– SPACs have become a hot-button topic in global finance
– The vehicle is widely used to help tech start-ups go public
– Both Singapore’s and Indonesia’s exchanges are set to allow SPACs
– Several South-east Asian tech unicorns may use SPACs to list publicly

South-east Asia is seeing a wave of interest in special purpose acquisition companies, or SPACs, with various major tech players considering them as a means to fast-track public listings. In parallel to this, several exchanges in the region are moving to allow SPAC listings, with a view to boosting post-coronavirus growth.

SPACs are shell companies set up by investors and then listed on a given stock exchange.

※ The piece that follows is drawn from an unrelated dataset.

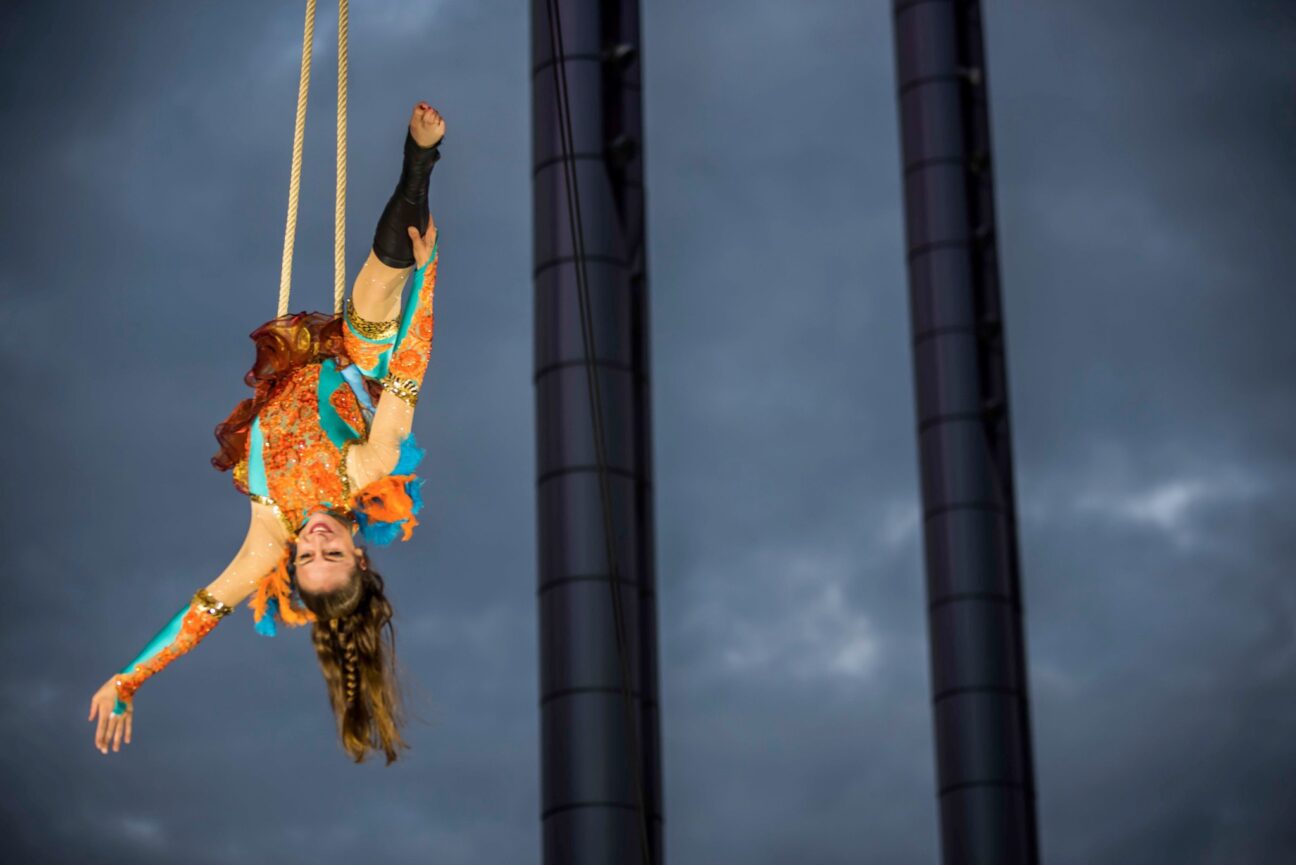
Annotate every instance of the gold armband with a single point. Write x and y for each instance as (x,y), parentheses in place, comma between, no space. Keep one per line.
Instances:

Their sole function is to acquire a private company, enabling it to go public without having to go through a traditional initial public offering (IPO).

A SPAC does nothing beyond its essential function – it neither produces nor sells anything, and a SPAC’s only assets are the funds raised from its own IPO.

Crucially, people who buy into a SPAC do not know what its eventual acquisition target or targets will be. This is why SPACs are often referred to as “blank cheque companies”: they give the founders a free rein to back their choice of private company. A key feature of SPACs is that they are often headed by big-name business executives or fund managers, who trade on past successes to inspire trust in investors.

While they are far from a novel phenomenon, SPACs have become a hot button topic in recent times: SPAC initial offerings quadrupled last year, with the vehicles raising a record $80bn.

Merging with a SPAC enables a company to go public and raise capital more quickly and painlessly than with a traditional IPO, circumventing some of the volatility that Covid-19 unleashed on global markets. At the same time, they function rather like venture capital, helping investors to buy into high-growth start-ups on the ground floor.